Criminal mastermind Professor James Moriarty features, directly or indirectly, in only a small fraction of Sir Arthur Conan Doyle’s fifty-six Sherlock Holmes short stories. We are fortunate. Imagine the terror if London were flooded with seemingly unsolvable crimes at the behest of the nefarious Moriarty. Would the very survival of England’s green and pleasant land be imperiled?
Rest assured that neither Holmes nor his acolytes, Lucy and Emily Keifer, would permit the unthinkable. Lucy, a 2009 Creative Writing graduate of Idyllwild Arts Academy, and her sister Emily, a 2010 Moving Pictures graduate, supply the intellectual tools for London’s salvation with their board game, Sherlock Holmes and Moriarty’s Web, available for purchase soon.
“I was already interested in the Victorian and Edwardian eras,” Lucy recalls. “Then I took Andrew Leeson’s fantastic Victorian Literature class!”
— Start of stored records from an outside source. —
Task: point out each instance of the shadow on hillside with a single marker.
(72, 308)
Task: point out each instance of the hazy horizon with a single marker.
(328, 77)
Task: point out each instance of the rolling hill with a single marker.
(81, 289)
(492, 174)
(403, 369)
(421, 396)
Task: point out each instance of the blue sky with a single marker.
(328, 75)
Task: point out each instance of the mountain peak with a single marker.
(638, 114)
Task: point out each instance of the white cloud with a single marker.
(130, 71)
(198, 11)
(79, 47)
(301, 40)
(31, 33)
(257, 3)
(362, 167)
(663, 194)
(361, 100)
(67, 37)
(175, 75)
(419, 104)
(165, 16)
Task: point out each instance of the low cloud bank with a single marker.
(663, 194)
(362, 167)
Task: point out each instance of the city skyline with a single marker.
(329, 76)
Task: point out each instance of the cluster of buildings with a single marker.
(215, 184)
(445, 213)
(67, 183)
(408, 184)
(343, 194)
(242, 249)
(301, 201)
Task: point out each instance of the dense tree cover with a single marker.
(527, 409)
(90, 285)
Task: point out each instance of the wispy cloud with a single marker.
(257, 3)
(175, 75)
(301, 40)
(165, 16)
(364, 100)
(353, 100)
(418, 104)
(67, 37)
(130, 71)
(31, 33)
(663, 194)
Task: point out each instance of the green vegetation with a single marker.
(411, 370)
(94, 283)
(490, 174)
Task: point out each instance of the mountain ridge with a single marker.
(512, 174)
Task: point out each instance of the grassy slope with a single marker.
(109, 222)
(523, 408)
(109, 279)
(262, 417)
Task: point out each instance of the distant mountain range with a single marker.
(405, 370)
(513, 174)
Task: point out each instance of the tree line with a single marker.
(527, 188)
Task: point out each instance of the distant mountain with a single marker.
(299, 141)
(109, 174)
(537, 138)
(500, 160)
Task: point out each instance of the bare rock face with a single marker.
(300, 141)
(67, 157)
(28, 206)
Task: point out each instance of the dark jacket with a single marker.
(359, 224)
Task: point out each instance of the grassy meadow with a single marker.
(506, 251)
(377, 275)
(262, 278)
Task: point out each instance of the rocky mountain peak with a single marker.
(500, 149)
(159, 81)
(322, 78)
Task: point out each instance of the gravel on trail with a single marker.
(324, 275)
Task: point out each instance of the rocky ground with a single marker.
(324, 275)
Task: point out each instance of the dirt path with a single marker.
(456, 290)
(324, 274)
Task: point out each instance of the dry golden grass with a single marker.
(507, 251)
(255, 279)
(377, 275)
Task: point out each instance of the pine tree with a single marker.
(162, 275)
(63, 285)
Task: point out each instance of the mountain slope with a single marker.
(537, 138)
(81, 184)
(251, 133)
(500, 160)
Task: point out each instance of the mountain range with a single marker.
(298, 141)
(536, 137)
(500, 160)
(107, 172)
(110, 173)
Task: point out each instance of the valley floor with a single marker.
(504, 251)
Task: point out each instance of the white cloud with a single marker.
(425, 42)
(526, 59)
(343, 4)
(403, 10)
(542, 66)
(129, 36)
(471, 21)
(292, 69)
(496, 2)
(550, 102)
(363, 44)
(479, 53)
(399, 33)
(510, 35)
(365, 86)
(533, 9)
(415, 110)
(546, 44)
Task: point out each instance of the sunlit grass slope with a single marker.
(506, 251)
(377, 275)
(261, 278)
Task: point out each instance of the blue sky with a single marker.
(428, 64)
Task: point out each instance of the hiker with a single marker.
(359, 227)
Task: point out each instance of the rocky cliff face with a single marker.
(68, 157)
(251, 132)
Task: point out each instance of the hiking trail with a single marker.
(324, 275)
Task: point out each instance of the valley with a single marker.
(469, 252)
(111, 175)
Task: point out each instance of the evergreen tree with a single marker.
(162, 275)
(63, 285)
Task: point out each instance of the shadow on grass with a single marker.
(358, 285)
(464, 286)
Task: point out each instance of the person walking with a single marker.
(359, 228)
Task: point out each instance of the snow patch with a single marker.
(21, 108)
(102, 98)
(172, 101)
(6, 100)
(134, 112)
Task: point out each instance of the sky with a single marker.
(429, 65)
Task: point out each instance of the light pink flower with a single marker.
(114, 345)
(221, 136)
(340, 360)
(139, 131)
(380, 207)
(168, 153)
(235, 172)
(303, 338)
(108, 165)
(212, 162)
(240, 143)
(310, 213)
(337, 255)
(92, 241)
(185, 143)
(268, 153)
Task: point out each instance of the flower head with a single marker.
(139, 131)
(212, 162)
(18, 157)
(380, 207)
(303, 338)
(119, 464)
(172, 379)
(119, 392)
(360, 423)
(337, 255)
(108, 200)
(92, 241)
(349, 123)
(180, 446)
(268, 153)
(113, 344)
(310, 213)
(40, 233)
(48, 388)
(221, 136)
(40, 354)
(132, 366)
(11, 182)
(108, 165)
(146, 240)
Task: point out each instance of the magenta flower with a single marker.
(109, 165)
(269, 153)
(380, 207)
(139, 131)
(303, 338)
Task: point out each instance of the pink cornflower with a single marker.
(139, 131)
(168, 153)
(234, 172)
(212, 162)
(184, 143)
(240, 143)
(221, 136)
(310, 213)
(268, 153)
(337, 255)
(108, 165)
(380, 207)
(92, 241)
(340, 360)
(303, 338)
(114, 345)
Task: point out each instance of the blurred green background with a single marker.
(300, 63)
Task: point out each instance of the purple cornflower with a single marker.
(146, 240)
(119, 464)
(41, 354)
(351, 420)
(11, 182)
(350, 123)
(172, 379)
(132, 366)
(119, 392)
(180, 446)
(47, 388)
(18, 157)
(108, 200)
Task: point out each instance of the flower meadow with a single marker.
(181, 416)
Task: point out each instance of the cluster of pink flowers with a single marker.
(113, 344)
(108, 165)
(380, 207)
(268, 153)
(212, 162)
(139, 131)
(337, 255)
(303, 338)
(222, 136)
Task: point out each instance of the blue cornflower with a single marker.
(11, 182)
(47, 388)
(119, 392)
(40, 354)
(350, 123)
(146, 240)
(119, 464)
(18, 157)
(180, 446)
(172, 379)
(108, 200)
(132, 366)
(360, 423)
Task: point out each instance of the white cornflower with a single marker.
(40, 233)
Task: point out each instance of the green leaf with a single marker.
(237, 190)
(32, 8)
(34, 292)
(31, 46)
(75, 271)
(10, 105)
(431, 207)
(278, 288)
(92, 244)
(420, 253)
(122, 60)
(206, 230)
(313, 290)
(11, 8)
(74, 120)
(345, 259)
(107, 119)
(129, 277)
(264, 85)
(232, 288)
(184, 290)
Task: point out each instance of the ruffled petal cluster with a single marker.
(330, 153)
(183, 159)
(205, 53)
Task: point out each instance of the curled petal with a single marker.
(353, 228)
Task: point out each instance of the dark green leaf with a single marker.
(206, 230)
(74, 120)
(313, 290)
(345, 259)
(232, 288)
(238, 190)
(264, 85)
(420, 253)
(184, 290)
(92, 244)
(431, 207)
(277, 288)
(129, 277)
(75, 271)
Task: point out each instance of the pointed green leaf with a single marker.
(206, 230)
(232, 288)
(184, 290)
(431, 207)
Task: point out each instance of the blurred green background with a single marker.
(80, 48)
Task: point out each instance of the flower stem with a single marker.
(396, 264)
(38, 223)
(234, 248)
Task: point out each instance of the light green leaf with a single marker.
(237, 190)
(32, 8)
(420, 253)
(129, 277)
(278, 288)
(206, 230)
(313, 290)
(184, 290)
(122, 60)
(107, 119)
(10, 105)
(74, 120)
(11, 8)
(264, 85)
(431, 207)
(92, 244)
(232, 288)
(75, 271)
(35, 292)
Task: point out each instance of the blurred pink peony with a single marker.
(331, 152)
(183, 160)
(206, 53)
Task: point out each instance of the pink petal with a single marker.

Her study of that time when the sun could never set on the British Empire, continued at Sarah Lawrence College until her 2015 graduation, led to her design of the Sherlock Holmes game. Emily did the art.
Emily’s own studies at the University of Southern California, from which she will receive her Film degree in May, kept her from taking part in the interview. Lucy reports that her sister hopes to join New Orleans’ thriving independent film scene after graduation.
As for Lucy, her abilities extend well beyond the design and marketing of ingenious board games.
“One of the things I do is ghost-write or ghost-edit novels, mostly for people who have retired from high-powered jobs and now have an idea for a book.”
One of the things?
“And I’m continuity editor for the children’s author, Cornelia Funke. I make sure, for example, that a character who appears in one of her books with blue eyes also has blue eyes in any later book.”